CHENNAI: Small businesses in T. Nagar saw their sales drop by up to 90 percent following the government’s decision to demonetize Rs 500 and Rs 1000 currency notes.
“The business is down by 90 percent,” said Rashiq Ahmed, a salesperson at Babu Shoes, a store selling footwear on Ranganathan Street. Although he was disappointed by the government decision, he believes the policy would help curb black money.
Ahmed was not alone. Businesses in T. Nagar, one of the biggest markets in Chennai, were dealing with an unusual slump since the announcement of demonetization.
“The business is down by 90 percent,” said Rashiq Ahmed, a salesperson at Babu Shoes, on Ranganathan Street.
Abdul Rahman runs Afsan Boutique – a small textile store at the end of the Ranganathan Street near South Usman Road. “The business was already dull. Now it is worse,” he said.
Like many other sellers in the street, he was not sure if the policy would have an impact on black money. “Whether it will have an impact on black money, I don’t know,” he said. “Now only small businesses and middle class are affected,” he added.
Many small business owners were skeptical about the impact of the policy. “Rich will always find ways to cheat,” said Arulappan D., manager of Esther Plastics. His business was down by 60-70 percent. He agreed this was the case with most businesses in T. Nagar. “Everyone is facing the same problem,” he said.
The crisis has forced some vendors to temporarily accept the banned notes. Nagor Meeran runs a fancy store in Ranganathan Street. When his sales hit rock bottom, he started accepting the old 500 rupees notes.
However, not many have approached him with the banned notes and his business has not recovered despite his lenience.
Meeran was an exception. Most businesses in Ranganathan Street were not accepting the old currency.
Abdul Rahman pointed to the limits imposed on currency exchange. On Wednesday the government had announced an exchange limit of Rs 2000 per person against one account, which went into effect on Friday. The long queue in banks to exchange old notes was another factor that deterred many sellers.

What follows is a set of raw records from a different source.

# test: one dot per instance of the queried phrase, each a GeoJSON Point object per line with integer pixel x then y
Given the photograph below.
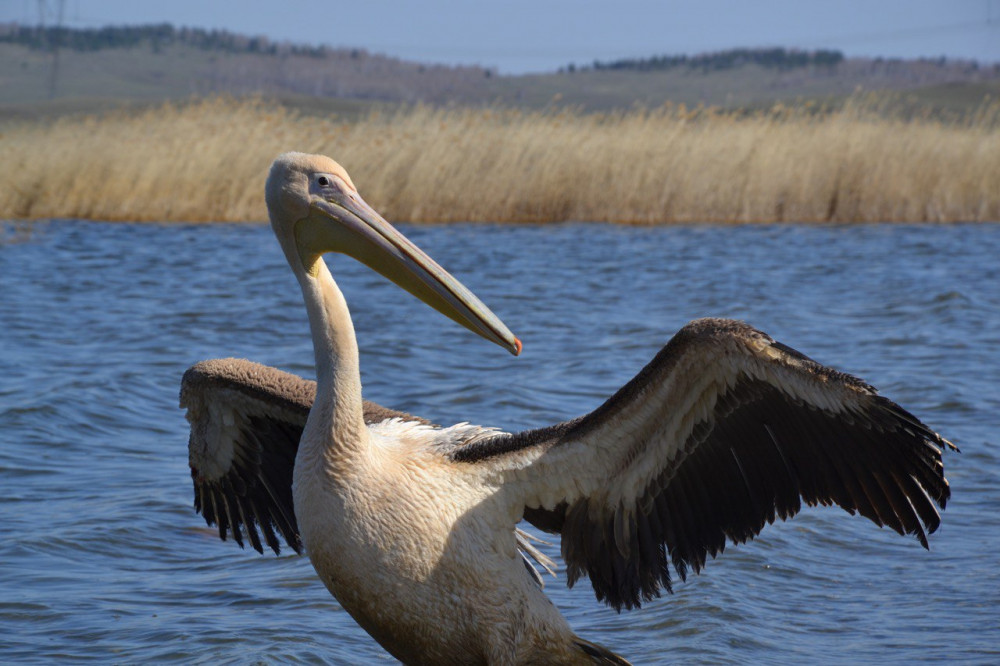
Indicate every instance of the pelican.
{"type": "Point", "coordinates": [413, 527]}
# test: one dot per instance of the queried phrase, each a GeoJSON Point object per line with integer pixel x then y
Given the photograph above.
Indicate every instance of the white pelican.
{"type": "Point", "coordinates": [412, 527]}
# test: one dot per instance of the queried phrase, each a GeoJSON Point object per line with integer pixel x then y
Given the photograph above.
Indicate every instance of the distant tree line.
{"type": "Point", "coordinates": [156, 36]}
{"type": "Point", "coordinates": [771, 58]}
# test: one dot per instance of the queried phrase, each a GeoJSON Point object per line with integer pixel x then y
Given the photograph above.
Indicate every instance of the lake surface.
{"type": "Point", "coordinates": [102, 558]}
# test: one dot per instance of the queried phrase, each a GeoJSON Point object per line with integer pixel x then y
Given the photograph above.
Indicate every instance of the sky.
{"type": "Point", "coordinates": [523, 36]}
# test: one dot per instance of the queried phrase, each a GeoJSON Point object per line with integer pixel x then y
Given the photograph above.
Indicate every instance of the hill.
{"type": "Point", "coordinates": [54, 71]}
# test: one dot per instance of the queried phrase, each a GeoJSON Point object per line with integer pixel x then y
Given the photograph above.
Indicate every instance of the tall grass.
{"type": "Point", "coordinates": [207, 161]}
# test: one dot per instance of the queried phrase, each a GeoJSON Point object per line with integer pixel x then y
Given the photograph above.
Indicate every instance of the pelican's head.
{"type": "Point", "coordinates": [315, 208]}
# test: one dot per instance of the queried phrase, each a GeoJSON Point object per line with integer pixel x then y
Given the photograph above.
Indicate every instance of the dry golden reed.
{"type": "Point", "coordinates": [207, 161]}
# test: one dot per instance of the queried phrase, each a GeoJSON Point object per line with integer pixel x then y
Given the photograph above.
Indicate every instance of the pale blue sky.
{"type": "Point", "coordinates": [541, 35]}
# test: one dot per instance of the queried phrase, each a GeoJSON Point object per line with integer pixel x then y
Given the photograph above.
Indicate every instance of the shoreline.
{"type": "Point", "coordinates": [206, 161]}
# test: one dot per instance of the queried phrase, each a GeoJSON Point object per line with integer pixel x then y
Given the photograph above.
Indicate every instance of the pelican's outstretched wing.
{"type": "Point", "coordinates": [725, 430]}
{"type": "Point", "coordinates": [246, 421]}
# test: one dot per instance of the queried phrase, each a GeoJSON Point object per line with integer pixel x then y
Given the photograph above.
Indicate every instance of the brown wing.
{"type": "Point", "coordinates": [723, 432]}
{"type": "Point", "coordinates": [246, 421]}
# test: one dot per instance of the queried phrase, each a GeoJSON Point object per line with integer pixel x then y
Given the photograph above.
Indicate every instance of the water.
{"type": "Point", "coordinates": [102, 558]}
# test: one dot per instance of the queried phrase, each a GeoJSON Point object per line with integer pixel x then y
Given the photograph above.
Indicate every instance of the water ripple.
{"type": "Point", "coordinates": [104, 560]}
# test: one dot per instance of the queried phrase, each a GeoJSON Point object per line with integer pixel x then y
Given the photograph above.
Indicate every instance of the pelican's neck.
{"type": "Point", "coordinates": [336, 421]}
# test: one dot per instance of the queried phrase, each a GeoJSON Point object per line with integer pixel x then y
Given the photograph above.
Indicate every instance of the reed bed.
{"type": "Point", "coordinates": [207, 161]}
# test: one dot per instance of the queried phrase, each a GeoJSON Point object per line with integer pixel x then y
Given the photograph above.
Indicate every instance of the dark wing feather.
{"type": "Point", "coordinates": [246, 422]}
{"type": "Point", "coordinates": [723, 432]}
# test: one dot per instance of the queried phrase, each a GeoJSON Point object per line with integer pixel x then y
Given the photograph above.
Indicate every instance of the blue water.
{"type": "Point", "coordinates": [102, 558]}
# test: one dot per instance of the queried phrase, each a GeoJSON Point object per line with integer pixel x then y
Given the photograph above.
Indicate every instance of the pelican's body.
{"type": "Point", "coordinates": [412, 527]}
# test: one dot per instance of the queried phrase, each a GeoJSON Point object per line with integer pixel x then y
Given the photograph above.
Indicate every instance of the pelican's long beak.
{"type": "Point", "coordinates": [344, 223]}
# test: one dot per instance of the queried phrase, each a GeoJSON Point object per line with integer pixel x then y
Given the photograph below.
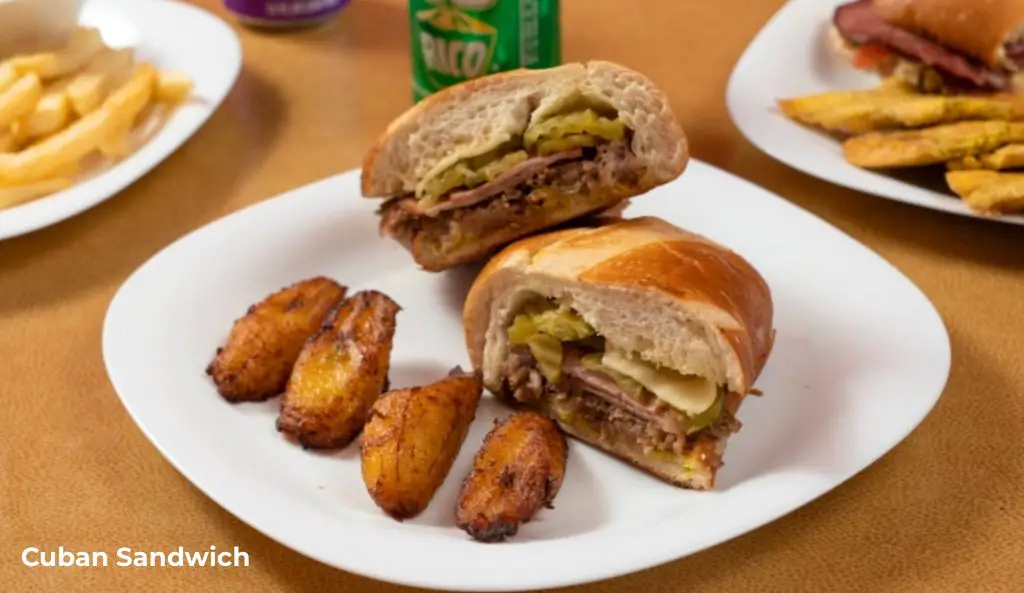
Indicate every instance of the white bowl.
{"type": "Point", "coordinates": [30, 26]}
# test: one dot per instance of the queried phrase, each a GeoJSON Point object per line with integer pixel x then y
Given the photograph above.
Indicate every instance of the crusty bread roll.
{"type": "Point", "coordinates": [908, 71]}
{"type": "Point", "coordinates": [977, 28]}
{"type": "Point", "coordinates": [453, 134]}
{"type": "Point", "coordinates": [672, 297]}
{"type": "Point", "coordinates": [476, 116]}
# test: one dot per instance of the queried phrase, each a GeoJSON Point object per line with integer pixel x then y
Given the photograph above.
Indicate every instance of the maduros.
{"type": "Point", "coordinates": [126, 557]}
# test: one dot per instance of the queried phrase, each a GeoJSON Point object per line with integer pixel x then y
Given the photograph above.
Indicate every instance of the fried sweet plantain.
{"type": "Point", "coordinates": [930, 145]}
{"type": "Point", "coordinates": [412, 439]}
{"type": "Point", "coordinates": [1009, 157]}
{"type": "Point", "coordinates": [869, 112]}
{"type": "Point", "coordinates": [988, 192]}
{"type": "Point", "coordinates": [261, 348]}
{"type": "Point", "coordinates": [518, 470]}
{"type": "Point", "coordinates": [341, 372]}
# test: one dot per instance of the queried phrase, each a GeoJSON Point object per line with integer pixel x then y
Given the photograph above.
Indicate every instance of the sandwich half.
{"type": "Point", "coordinates": [637, 337]}
{"type": "Point", "coordinates": [481, 164]}
{"type": "Point", "coordinates": [937, 45]}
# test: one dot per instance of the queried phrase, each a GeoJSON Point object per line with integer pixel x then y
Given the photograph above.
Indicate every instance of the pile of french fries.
{"type": "Point", "coordinates": [978, 139]}
{"type": "Point", "coordinates": [68, 114]}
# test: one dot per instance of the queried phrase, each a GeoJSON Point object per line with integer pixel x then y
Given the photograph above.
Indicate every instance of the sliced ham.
{"type": "Point", "coordinates": [604, 387]}
{"type": "Point", "coordinates": [860, 24]}
{"type": "Point", "coordinates": [499, 184]}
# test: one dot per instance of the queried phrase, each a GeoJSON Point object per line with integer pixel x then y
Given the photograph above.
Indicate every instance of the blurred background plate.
{"type": "Point", "coordinates": [860, 358]}
{"type": "Point", "coordinates": [172, 36]}
{"type": "Point", "coordinates": [792, 56]}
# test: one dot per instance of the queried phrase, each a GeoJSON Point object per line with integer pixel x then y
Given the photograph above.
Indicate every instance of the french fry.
{"type": "Point", "coordinates": [8, 76]}
{"type": "Point", "coordinates": [173, 87]}
{"type": "Point", "coordinates": [118, 145]}
{"type": "Point", "coordinates": [83, 44]}
{"type": "Point", "coordinates": [51, 114]}
{"type": "Point", "coordinates": [19, 99]}
{"type": "Point", "coordinates": [16, 195]}
{"type": "Point", "coordinates": [88, 89]}
{"type": "Point", "coordinates": [83, 136]}
{"type": "Point", "coordinates": [7, 143]}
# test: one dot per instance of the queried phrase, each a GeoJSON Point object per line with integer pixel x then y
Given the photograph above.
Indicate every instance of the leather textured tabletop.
{"type": "Point", "coordinates": [944, 511]}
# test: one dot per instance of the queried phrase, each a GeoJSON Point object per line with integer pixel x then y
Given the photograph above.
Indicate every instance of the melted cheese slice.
{"type": "Point", "coordinates": [687, 393]}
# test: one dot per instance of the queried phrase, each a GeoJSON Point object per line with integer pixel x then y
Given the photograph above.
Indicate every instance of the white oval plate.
{"type": "Point", "coordinates": [861, 357]}
{"type": "Point", "coordinates": [791, 56]}
{"type": "Point", "coordinates": [171, 36]}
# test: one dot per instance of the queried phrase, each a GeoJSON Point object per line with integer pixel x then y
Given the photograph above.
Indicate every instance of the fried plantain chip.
{"type": "Point", "coordinates": [412, 439]}
{"type": "Point", "coordinates": [341, 372]}
{"type": "Point", "coordinates": [518, 470]}
{"type": "Point", "coordinates": [930, 145]}
{"type": "Point", "coordinates": [988, 192]}
{"type": "Point", "coordinates": [261, 348]}
{"type": "Point", "coordinates": [1009, 157]}
{"type": "Point", "coordinates": [870, 113]}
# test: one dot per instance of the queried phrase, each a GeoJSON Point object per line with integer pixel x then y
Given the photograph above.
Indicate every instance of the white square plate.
{"type": "Point", "coordinates": [792, 56]}
{"type": "Point", "coordinates": [860, 358]}
{"type": "Point", "coordinates": [171, 36]}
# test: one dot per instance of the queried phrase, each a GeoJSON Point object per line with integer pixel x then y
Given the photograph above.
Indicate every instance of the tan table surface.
{"type": "Point", "coordinates": [942, 512]}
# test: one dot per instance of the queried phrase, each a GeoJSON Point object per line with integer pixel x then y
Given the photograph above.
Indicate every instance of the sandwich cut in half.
{"type": "Point", "coordinates": [636, 337]}
{"type": "Point", "coordinates": [936, 45]}
{"type": "Point", "coordinates": [481, 164]}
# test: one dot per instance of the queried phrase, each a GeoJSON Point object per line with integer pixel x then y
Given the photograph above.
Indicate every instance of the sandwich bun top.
{"type": "Point", "coordinates": [675, 298]}
{"type": "Point", "coordinates": [978, 28]}
{"type": "Point", "coordinates": [479, 115]}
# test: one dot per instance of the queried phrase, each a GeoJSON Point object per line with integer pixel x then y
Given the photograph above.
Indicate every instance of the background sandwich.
{"type": "Point", "coordinates": [937, 45]}
{"type": "Point", "coordinates": [637, 337]}
{"type": "Point", "coordinates": [484, 163]}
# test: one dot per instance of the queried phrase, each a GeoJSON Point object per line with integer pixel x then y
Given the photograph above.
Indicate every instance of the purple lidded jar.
{"type": "Point", "coordinates": [285, 13]}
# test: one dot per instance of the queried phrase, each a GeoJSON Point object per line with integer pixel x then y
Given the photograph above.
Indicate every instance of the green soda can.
{"type": "Point", "coordinates": [458, 40]}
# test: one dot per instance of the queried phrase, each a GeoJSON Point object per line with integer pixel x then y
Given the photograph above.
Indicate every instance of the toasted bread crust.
{"type": "Point", "coordinates": [391, 166]}
{"type": "Point", "coordinates": [639, 256]}
{"type": "Point", "coordinates": [977, 28]}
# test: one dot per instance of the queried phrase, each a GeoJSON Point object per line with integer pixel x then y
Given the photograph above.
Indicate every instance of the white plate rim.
{"type": "Point", "coordinates": [865, 181]}
{"type": "Point", "coordinates": [58, 207]}
{"type": "Point", "coordinates": [607, 569]}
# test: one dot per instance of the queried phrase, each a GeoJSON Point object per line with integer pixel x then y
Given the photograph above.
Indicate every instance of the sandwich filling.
{"type": "Point", "coordinates": [563, 157]}
{"type": "Point", "coordinates": [880, 45]}
{"type": "Point", "coordinates": [558, 359]}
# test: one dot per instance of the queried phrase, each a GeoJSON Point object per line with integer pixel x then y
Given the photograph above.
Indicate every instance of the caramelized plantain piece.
{"type": "Point", "coordinates": [930, 145]}
{"type": "Point", "coordinates": [261, 348]}
{"type": "Point", "coordinates": [412, 439]}
{"type": "Point", "coordinates": [988, 192]}
{"type": "Point", "coordinates": [872, 112]}
{"type": "Point", "coordinates": [341, 372]}
{"type": "Point", "coordinates": [1009, 157]}
{"type": "Point", "coordinates": [518, 470]}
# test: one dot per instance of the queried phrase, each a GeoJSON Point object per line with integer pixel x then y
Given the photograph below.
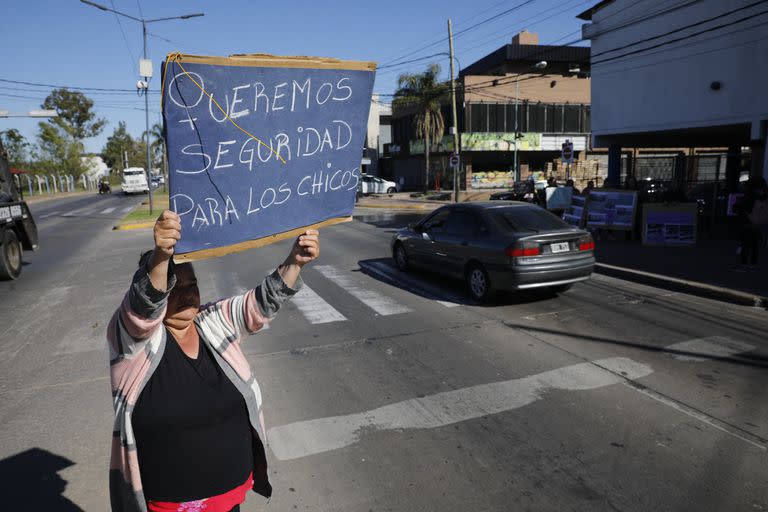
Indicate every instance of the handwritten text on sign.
{"type": "Point", "coordinates": [228, 187]}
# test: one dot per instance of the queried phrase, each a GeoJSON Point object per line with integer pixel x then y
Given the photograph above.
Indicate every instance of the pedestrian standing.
{"type": "Point", "coordinates": [753, 213]}
{"type": "Point", "coordinates": [188, 432]}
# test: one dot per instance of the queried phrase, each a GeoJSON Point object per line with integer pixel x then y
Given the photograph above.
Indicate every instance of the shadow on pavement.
{"type": "Point", "coordinates": [438, 287]}
{"type": "Point", "coordinates": [31, 482]}
{"type": "Point", "coordinates": [747, 359]}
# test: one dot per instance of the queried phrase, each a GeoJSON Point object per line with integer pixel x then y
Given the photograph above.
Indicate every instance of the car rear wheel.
{"type": "Point", "coordinates": [478, 283]}
{"type": "Point", "coordinates": [401, 258]}
{"type": "Point", "coordinates": [10, 256]}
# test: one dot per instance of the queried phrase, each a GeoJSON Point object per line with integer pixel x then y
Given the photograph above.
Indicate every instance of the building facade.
{"type": "Point", "coordinates": [683, 75]}
{"type": "Point", "coordinates": [522, 96]}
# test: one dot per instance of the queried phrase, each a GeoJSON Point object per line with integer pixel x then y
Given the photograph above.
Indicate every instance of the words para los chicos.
{"type": "Point", "coordinates": [252, 105]}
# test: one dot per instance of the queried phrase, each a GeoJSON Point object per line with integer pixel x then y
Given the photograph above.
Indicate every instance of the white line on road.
{"type": "Point", "coordinates": [314, 308]}
{"type": "Point", "coordinates": [712, 346]}
{"type": "Point", "coordinates": [310, 437]}
{"type": "Point", "coordinates": [381, 304]}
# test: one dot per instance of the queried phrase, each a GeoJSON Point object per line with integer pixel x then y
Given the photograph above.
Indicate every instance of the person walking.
{"type": "Point", "coordinates": [188, 431]}
{"type": "Point", "coordinates": [753, 212]}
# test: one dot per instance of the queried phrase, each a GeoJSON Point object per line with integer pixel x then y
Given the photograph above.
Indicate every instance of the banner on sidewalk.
{"type": "Point", "coordinates": [261, 148]}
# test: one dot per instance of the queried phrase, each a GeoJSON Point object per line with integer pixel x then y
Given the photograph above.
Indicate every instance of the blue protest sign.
{"type": "Point", "coordinates": [261, 147]}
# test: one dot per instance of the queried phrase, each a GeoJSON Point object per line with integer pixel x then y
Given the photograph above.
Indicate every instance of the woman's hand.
{"type": "Point", "coordinates": [306, 248]}
{"type": "Point", "coordinates": [167, 233]}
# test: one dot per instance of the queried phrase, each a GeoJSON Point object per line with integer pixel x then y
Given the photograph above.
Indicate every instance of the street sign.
{"type": "Point", "coordinates": [567, 152]}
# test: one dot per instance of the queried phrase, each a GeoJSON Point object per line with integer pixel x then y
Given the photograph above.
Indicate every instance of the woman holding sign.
{"type": "Point", "coordinates": [188, 425]}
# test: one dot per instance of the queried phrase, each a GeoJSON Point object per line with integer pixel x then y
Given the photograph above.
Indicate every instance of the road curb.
{"type": "Point", "coordinates": [682, 285]}
{"type": "Point", "coordinates": [420, 206]}
{"type": "Point", "coordinates": [139, 225]}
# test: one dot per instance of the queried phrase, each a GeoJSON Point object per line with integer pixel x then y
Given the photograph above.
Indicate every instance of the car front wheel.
{"type": "Point", "coordinates": [478, 283]}
{"type": "Point", "coordinates": [401, 258]}
{"type": "Point", "coordinates": [10, 255]}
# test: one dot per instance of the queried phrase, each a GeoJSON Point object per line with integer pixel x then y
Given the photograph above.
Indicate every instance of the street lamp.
{"type": "Point", "coordinates": [538, 66]}
{"type": "Point", "coordinates": [145, 67]}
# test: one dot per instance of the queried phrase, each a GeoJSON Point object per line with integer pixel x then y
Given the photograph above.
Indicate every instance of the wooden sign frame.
{"type": "Point", "coordinates": [270, 61]}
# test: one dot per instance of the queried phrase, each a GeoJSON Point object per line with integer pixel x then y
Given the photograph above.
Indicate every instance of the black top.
{"type": "Point", "coordinates": [192, 430]}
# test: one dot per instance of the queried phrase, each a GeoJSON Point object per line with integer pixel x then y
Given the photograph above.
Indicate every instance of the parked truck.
{"type": "Point", "coordinates": [18, 231]}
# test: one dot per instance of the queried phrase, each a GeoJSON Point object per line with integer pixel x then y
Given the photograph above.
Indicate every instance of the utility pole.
{"type": "Point", "coordinates": [456, 173]}
{"type": "Point", "coordinates": [145, 67]}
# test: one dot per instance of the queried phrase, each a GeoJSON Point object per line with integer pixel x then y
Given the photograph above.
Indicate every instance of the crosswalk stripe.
{"type": "Point", "coordinates": [381, 304]}
{"type": "Point", "coordinates": [712, 346]}
{"type": "Point", "coordinates": [314, 308]}
{"type": "Point", "coordinates": [310, 437]}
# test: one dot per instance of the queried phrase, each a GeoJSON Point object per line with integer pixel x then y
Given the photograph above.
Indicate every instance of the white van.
{"type": "Point", "coordinates": [134, 180]}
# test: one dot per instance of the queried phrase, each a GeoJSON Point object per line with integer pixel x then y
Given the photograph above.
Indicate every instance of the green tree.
{"type": "Point", "coordinates": [16, 146]}
{"type": "Point", "coordinates": [56, 152]}
{"type": "Point", "coordinates": [117, 143]}
{"type": "Point", "coordinates": [157, 146]}
{"type": "Point", "coordinates": [75, 114]}
{"type": "Point", "coordinates": [423, 94]}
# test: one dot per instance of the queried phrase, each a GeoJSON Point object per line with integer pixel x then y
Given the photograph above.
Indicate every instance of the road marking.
{"type": "Point", "coordinates": [304, 438]}
{"type": "Point", "coordinates": [712, 346]}
{"type": "Point", "coordinates": [314, 308]}
{"type": "Point", "coordinates": [385, 272]}
{"type": "Point", "coordinates": [381, 304]}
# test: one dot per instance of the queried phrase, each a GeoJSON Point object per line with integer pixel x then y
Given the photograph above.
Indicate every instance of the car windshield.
{"type": "Point", "coordinates": [527, 219]}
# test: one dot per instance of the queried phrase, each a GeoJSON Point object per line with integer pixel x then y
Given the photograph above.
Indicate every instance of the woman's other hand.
{"type": "Point", "coordinates": [167, 232]}
{"type": "Point", "coordinates": [306, 248]}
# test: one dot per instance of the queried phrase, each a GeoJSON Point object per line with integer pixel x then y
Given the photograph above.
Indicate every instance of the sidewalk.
{"type": "Point", "coordinates": [706, 269]}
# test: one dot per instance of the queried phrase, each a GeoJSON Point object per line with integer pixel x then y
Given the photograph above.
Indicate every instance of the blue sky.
{"type": "Point", "coordinates": [65, 42]}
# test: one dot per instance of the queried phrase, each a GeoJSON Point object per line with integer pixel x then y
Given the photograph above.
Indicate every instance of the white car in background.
{"type": "Point", "coordinates": [134, 181]}
{"type": "Point", "coordinates": [375, 185]}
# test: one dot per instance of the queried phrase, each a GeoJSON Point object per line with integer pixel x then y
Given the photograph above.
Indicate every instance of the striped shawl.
{"type": "Point", "coordinates": [136, 339]}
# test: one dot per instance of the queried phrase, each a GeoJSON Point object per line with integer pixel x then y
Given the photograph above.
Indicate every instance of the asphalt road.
{"type": "Point", "coordinates": [390, 391]}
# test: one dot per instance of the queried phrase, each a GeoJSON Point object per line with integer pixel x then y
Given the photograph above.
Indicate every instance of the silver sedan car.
{"type": "Point", "coordinates": [495, 246]}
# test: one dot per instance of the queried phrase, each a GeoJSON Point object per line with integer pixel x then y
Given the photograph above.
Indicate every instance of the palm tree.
{"type": "Point", "coordinates": [423, 93]}
{"type": "Point", "coordinates": [157, 146]}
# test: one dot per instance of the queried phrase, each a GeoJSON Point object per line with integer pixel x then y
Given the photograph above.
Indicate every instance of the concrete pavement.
{"type": "Point", "coordinates": [613, 396]}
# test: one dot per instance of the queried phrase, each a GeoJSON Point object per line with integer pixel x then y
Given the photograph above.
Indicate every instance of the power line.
{"type": "Point", "coordinates": [679, 29]}
{"type": "Point", "coordinates": [72, 87]}
{"type": "Point", "coordinates": [461, 32]}
{"type": "Point", "coordinates": [683, 38]}
{"type": "Point", "coordinates": [125, 39]}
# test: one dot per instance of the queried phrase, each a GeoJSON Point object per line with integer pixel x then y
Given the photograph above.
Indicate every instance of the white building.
{"type": "Point", "coordinates": [378, 134]}
{"type": "Point", "coordinates": [94, 166]}
{"type": "Point", "coordinates": [671, 73]}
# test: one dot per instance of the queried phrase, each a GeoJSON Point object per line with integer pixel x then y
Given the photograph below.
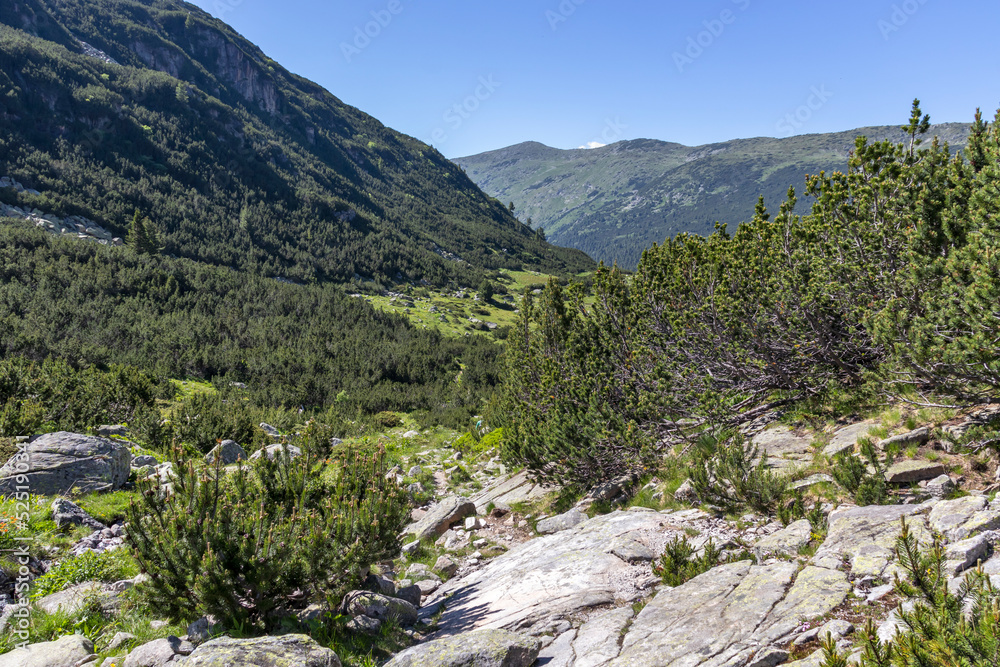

Despite the current lull, many were hopeful that businesses would recover in a matter of time.“Once cash comes in the ATM, everything will pick up,” said Rashiq Ahmed. “It will take some weeks,” he added.
Meeran echoed him and expressed hope that by January the sales would soar to their normal levels.
Many buyers and sellers disapproved the policy. Some believe it would have little impact on black money. “Black money [is] in shares and other forms,” noted Thiruvikraman, a shopper.
Like many others, he too complained about the long queues in front of the ATMs.
However not everyone was unhappy. “The black money is running our country,” said Gulab Sanghi who is a supplier to local stores. “My business is also affected. But this is for the good of our children. If we need to [curb] black money, this is the best policy for [the] nation,” he added.